Modern biology consists of various specialized fields, the essence of which is summarized by the following five axioms:
Cells are the basic units of life.
The basic units of heredity are genes.
New species and their inherited characteristics are the result of evolution.
An organism regulates its internal environment in such a way as to maintain a stable and constant state.
Living organisms consume and transform energy.
Biologists study the most diverse areas of life. It is customary to summarize the major disciplines of a comparative nature that examine the characteristics common to all living beings under the name of general biology (or biologia generalis, probiology) (e.g. evolutionary biology, genetics, ecology, ethology); and the biological disciplines that study specific types of organisms that are still alive today are called biontology or biologia universalis (for example, zoology, entomology, anthropology, botany, anatomy, virology, etc.). Biontology, which deals with living systems today, can study individual organisms (this is individual biology or idiobiology), but it can examine organizations above individuals that are organized from individuals (this is the subject of supra-individual or primordial biology). The world of living creatures that are no longer alive, but once lived, is researched by the sciences of paleontology (paleontology). Therefore, many people believe that "biology" is not a natural science, but a set of natural sciences dealing with living things.
In another type of grouping, the individual disciplines are grouped according to how deeply we trace the biological laws back to the level of some elementary and even more elementary forms of matter:
the atomic and molecular level is dealt with by molecular biology, biochemistry, biophysics, genomics, proteomics, but a molecular approach and examination at this level is possible for all biological sciences.
the functioning of cells is studied by cell biology.
the relationship system of the cooperation of several cells is researched by histology, organology and organization, while the functions are studied by physiology (physiology).
genetics deals with heredity, heritable variability and thus the ultimate source of diversity in organisms; genomics analyzes the functions of the entire genome simultaneously.

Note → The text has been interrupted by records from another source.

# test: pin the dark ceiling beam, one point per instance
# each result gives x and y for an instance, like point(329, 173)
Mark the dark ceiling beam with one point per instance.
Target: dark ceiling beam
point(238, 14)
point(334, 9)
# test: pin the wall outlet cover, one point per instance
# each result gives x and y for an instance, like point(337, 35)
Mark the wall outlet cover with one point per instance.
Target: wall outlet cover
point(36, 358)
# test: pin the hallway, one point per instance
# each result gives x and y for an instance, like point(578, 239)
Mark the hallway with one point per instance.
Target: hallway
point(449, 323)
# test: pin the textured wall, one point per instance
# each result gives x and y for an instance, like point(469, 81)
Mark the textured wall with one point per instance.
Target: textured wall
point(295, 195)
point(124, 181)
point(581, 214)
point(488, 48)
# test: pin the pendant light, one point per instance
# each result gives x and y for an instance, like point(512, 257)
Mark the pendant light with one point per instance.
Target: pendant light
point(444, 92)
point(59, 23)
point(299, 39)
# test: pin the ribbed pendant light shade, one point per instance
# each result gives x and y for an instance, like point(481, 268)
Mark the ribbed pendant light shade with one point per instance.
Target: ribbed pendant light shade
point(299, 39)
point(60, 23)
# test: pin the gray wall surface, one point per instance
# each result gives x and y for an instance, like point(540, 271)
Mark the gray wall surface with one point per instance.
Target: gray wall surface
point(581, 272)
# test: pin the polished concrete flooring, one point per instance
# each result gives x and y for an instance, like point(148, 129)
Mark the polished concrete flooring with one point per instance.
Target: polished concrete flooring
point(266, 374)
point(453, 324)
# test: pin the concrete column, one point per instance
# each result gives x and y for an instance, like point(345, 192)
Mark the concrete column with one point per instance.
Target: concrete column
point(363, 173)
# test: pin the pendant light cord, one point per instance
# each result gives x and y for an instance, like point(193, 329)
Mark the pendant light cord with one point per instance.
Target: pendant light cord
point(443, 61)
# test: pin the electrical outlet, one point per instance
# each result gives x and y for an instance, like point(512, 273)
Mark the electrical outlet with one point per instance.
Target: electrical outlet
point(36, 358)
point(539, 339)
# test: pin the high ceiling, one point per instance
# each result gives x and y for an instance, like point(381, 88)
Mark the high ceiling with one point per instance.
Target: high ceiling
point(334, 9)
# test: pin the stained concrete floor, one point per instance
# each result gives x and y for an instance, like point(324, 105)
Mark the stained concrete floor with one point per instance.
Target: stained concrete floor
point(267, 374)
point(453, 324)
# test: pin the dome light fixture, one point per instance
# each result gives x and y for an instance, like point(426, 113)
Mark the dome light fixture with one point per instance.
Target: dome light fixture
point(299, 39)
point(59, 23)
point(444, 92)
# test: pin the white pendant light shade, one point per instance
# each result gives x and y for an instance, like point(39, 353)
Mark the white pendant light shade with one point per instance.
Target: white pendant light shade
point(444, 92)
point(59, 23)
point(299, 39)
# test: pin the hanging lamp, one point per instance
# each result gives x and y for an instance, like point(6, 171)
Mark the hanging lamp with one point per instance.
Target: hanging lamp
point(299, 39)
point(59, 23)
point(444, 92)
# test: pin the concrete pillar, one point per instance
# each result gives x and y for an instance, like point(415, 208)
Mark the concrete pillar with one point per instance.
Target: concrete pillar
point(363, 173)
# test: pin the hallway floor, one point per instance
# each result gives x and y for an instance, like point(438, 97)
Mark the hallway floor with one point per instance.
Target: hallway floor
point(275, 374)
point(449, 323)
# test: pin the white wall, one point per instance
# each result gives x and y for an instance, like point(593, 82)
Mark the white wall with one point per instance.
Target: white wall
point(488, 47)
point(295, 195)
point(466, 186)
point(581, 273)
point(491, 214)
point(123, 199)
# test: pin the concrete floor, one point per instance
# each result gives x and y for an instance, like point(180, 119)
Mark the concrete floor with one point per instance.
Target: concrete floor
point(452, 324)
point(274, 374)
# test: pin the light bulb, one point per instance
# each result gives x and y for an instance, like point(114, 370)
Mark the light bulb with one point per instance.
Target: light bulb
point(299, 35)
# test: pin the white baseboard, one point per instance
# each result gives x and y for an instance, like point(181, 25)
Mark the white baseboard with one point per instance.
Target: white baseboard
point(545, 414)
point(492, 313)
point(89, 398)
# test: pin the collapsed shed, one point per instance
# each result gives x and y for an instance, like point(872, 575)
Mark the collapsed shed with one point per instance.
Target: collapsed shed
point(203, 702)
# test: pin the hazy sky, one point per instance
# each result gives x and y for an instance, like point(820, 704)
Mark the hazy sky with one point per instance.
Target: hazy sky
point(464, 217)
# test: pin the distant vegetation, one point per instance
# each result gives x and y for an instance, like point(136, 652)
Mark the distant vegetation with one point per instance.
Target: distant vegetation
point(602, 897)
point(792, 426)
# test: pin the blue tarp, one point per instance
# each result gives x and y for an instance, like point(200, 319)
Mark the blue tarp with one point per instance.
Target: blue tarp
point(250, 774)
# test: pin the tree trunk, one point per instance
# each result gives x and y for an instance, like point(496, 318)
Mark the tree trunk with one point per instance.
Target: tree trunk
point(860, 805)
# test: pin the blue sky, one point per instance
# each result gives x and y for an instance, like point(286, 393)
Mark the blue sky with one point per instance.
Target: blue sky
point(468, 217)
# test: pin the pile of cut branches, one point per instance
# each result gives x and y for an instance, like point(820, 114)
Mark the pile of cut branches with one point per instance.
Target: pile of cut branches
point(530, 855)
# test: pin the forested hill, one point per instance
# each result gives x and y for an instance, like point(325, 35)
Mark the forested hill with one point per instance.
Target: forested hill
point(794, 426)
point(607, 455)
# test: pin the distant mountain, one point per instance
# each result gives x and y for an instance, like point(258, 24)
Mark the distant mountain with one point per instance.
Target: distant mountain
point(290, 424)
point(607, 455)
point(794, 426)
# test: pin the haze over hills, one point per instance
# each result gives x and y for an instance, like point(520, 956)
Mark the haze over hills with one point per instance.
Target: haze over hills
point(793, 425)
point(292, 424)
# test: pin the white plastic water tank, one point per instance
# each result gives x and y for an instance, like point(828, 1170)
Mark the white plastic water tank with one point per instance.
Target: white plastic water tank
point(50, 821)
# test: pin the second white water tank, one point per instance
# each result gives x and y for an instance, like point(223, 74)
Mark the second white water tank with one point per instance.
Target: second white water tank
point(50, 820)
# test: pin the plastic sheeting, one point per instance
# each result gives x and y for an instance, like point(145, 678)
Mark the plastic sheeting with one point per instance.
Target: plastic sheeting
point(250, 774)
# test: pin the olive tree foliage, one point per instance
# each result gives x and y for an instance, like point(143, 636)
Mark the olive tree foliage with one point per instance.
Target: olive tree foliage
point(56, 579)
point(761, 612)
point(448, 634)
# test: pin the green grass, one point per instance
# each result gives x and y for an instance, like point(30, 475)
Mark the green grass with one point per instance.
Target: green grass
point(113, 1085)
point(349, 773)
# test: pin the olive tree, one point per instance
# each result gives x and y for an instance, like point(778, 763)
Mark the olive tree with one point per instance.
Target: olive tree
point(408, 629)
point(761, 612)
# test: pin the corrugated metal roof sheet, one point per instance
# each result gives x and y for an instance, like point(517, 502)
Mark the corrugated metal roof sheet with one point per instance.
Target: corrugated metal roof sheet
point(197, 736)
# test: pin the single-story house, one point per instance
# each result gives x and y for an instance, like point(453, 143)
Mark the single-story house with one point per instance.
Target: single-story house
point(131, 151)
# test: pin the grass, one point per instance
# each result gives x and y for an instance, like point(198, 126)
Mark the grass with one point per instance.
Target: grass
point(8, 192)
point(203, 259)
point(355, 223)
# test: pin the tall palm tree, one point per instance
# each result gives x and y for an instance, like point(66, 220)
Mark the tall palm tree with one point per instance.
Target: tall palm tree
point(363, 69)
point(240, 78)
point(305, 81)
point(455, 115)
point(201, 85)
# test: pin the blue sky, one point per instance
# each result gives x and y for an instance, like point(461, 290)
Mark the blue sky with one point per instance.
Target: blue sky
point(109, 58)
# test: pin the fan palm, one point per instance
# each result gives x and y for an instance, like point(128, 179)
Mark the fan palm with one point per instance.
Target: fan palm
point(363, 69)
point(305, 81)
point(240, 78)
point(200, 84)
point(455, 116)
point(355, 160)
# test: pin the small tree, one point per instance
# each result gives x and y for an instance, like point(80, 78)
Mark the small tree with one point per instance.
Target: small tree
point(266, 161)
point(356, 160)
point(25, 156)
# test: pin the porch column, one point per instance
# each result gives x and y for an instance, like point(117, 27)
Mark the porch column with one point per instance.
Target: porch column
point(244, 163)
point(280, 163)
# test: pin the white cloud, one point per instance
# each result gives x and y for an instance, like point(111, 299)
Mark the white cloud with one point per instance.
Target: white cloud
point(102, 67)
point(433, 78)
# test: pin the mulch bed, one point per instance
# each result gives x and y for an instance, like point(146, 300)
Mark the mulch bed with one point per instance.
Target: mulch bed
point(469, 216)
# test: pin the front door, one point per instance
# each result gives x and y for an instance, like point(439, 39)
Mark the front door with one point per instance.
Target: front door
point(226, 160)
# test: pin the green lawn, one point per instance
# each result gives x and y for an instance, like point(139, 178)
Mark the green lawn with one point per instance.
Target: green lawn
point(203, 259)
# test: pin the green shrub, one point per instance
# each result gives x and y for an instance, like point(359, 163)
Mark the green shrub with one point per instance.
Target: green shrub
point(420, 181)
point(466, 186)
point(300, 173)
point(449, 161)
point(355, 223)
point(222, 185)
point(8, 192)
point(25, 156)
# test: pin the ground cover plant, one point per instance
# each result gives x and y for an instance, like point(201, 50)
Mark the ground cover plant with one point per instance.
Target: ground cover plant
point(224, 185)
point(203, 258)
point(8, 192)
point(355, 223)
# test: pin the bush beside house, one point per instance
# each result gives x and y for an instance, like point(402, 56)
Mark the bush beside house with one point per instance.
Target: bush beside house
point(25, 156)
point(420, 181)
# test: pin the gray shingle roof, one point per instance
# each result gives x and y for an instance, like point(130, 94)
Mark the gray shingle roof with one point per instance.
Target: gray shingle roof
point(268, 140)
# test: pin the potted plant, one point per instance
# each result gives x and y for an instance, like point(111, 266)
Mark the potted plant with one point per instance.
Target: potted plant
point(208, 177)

developmental biology studies the processes and mechanisms by which organisms arise, grow, develop until their death and age in the process.
taxonomy deals with the diversity of species and their systematization, while evolutionary biology investigates the creation of diversity and its unfolding in earth history, and within this, phylogenetics and genealogy deals with the kinship descent of individual groups of organisms.
the internal structure of each species is examined by anatomy, the behavior of animals by ethology, while that of humans is examined by psychology and human ethology.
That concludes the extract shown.